Гистологическая характеристика собственно кожи (дермы) у новорожденного предусматривает:

преимущественно волокнистую структуру, с преобладанием эластических и колагеновых волокон;

преимущественно клеточную структуру;

недостаточное развитие сетчатого слоя дермы;

недостаточное развитие сосочкового слоя дермы;

недостаточное кровоснабжение.

Морфологические и функциональные особенности сальных желез у детей:

начинают функционировать еще до рождения;

начинают функционировать после рождения;

у новорожденных морфологически сальные железы не отличаются от таковых у взрослых;

окончательное морфологическое оформление завершается после рождения;

у новорожденных могут перерождаться в мелкие кисты (milla) – бледно-желтые точки, возвышающиеся над уровнем кожи в области носа.

Количество потовых желез:

к рождению такое же, как у взрослого;

к рождению на единицу поверхности тела меньше, чем у взрослого;

к рождению на единицу поверхности тела больше, чем у взрослого;

по мере роста количество потовых желез на единицу поверхности уменьшается;

по мере роста количество потовых желез на единицу поверхности увеличивается.
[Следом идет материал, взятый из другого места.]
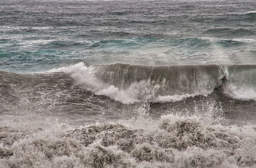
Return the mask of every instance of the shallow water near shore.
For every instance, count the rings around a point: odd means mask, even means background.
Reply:
[[[255,167],[255,1],[0,1],[0,167]]]

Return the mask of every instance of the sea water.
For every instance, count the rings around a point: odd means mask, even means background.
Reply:
[[[255,167],[255,7],[0,1],[0,167]]]

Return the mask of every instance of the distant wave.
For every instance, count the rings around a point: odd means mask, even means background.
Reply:
[[[243,36],[246,35],[255,34],[255,32],[251,30],[247,30],[243,28],[238,29],[229,29],[229,28],[217,28],[217,29],[210,29],[204,33],[215,34],[215,35],[222,35],[224,36]]]

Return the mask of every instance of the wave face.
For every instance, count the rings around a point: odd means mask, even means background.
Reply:
[[[168,97],[175,101],[175,97],[179,101],[180,97],[186,96],[207,96],[220,88],[235,99],[255,100],[252,94],[254,91],[246,95],[246,92],[255,90],[255,65],[144,66],[116,64],[95,67],[95,76],[104,82],[122,89],[143,83],[143,87],[150,90],[148,92],[160,101],[167,101]]]
[[[0,168],[255,167],[255,6],[0,1]]]

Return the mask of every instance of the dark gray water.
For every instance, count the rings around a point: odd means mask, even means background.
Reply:
[[[255,6],[0,0],[0,167],[255,167]]]

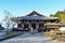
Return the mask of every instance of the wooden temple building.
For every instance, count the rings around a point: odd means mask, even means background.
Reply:
[[[14,22],[17,22],[17,29],[24,31],[46,31],[46,30],[57,30],[60,28],[58,24],[55,22],[58,19],[57,17],[47,17],[32,11],[26,16],[21,16],[16,18],[12,18]]]

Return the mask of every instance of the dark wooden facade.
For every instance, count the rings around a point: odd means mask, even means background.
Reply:
[[[36,32],[38,32],[44,31],[49,28],[58,28],[58,25],[44,26],[46,24],[56,22],[58,19],[57,17],[46,17],[35,11],[26,16],[17,17],[17,28],[24,31],[27,30],[34,32],[35,30]]]

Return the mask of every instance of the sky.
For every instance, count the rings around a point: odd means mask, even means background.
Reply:
[[[65,0],[0,0],[0,22],[4,18],[4,11],[17,17],[32,11],[49,16],[63,10],[65,10]]]

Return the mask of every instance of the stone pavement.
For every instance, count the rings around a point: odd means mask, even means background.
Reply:
[[[31,34],[31,33],[25,32],[22,35],[17,35],[17,37],[1,41],[0,43],[60,43],[60,42],[52,41],[40,33]]]

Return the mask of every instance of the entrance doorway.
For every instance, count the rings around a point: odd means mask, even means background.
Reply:
[[[44,24],[39,24],[39,29],[38,29],[38,31],[40,32],[40,31],[43,31],[44,30]]]
[[[31,24],[32,29],[36,29],[36,24]]]
[[[28,24],[24,24],[24,30],[28,31]]]

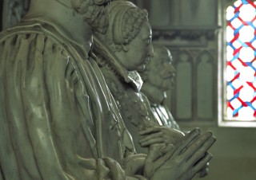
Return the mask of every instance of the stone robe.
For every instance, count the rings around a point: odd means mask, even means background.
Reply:
[[[50,25],[2,32],[0,82],[2,179],[114,179],[106,157],[134,153],[98,65]]]

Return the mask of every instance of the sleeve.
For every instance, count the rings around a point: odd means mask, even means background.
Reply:
[[[0,41],[0,81],[4,179],[140,179],[114,168],[114,159],[95,158],[93,138],[81,130],[81,122],[93,125],[90,98],[58,43],[43,34],[7,36]],[[86,118],[79,97],[87,102]]]

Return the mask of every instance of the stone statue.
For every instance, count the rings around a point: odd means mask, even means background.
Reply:
[[[177,143],[184,134],[162,128],[155,119],[150,119],[154,115],[149,102],[140,92],[142,82],[138,72],[142,72],[153,57],[147,12],[126,1],[110,2],[108,10],[110,26],[106,34],[94,34],[94,52],[137,151],[147,152],[142,146],[150,148],[158,143]],[[145,138],[139,140],[142,135]]]
[[[108,3],[31,0],[21,23],[0,33],[0,179],[189,179],[210,159],[214,138],[198,129],[134,154],[89,56]]]
[[[153,43],[154,57],[140,75],[143,80],[142,92],[150,103],[150,108],[160,125],[180,130],[170,111],[164,104],[166,92],[172,90],[175,68],[172,65],[171,53],[165,46]]]
[[[140,73],[143,80],[141,91],[148,98],[154,116],[158,123],[168,128],[180,130],[170,111],[164,104],[167,97],[166,91],[172,90],[174,84],[175,68],[172,65],[173,57],[170,51],[164,45],[153,43],[153,47],[154,57],[150,58],[146,69]],[[154,131],[157,131],[158,128],[162,127],[155,127]],[[148,130],[147,132],[151,131]],[[178,138],[176,138],[173,139],[173,143],[175,143],[178,140]],[[207,174],[208,165],[200,170],[198,176],[202,178]]]
[[[159,127],[147,98],[140,92],[142,82],[138,72],[145,71],[154,53],[147,13],[130,2],[114,2],[108,9],[110,27],[106,34],[94,33],[94,49],[108,87],[132,134],[136,150],[147,153],[148,147],[154,143],[174,144],[184,134]],[[109,47],[105,48],[105,56],[102,46]]]

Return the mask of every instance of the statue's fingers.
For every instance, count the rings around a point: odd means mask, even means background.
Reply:
[[[196,163],[209,150],[209,148],[214,143],[216,139],[214,137],[210,137],[204,144],[195,151],[192,156],[187,160],[189,163]]]
[[[159,137],[162,137],[163,136],[163,133],[162,132],[157,132],[157,133],[153,133],[151,135],[146,135],[142,139],[139,139],[139,143],[143,143],[146,141],[149,141],[152,139],[154,139],[154,138],[159,138]]]
[[[161,130],[158,128],[158,127],[148,127],[146,130],[140,131],[138,134],[141,135],[143,135],[158,132],[160,131]]]
[[[177,147],[177,151],[175,151],[176,154],[179,155],[184,151],[186,150],[186,147],[194,141],[194,139],[200,135],[200,129],[195,128],[186,134],[183,139],[178,142],[175,147]]]
[[[151,139],[148,141],[140,143],[142,147],[148,147],[155,143],[164,143],[165,139],[162,137]]]
[[[121,166],[115,160],[110,158],[104,158],[105,163],[110,170],[110,176],[113,180],[126,179],[125,171],[122,169]]]

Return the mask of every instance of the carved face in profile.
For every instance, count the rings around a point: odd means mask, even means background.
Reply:
[[[150,59],[146,72],[142,76],[145,81],[162,91],[172,89],[175,69],[172,65],[170,52],[160,45],[154,45],[154,57]]]
[[[152,32],[147,11],[129,1],[107,6],[110,25],[105,35],[94,33],[128,71],[142,72],[153,56]]]
[[[127,70],[138,72],[145,70],[146,63],[154,53],[151,38],[152,32],[150,23],[145,21],[134,39],[126,45],[128,51],[125,53],[122,58],[120,58],[121,63]]]

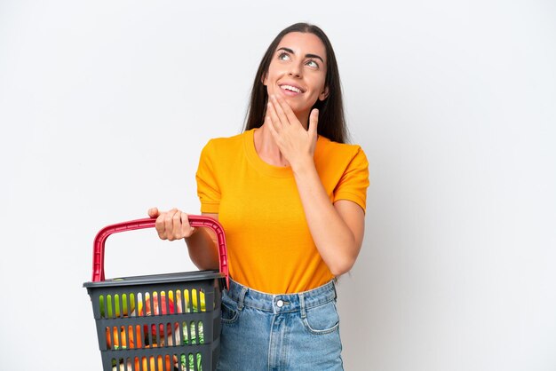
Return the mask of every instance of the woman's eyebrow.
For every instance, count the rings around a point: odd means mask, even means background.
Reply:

Морфологическая характеристика потовых желез у детей:

у новорожденного не отличается от таковой у взрослых;

к рождению отмечается морфологическая незрелость эккринных желез;

к рождению отмечается морфологическая незрелость апокринных желез;

морфологическая незрелость к рождению обусловлена недостаточным развитием железистого аппарата.

морфологическая незрелость к рождению обусловлена недостаточным развитием выводящих протоков.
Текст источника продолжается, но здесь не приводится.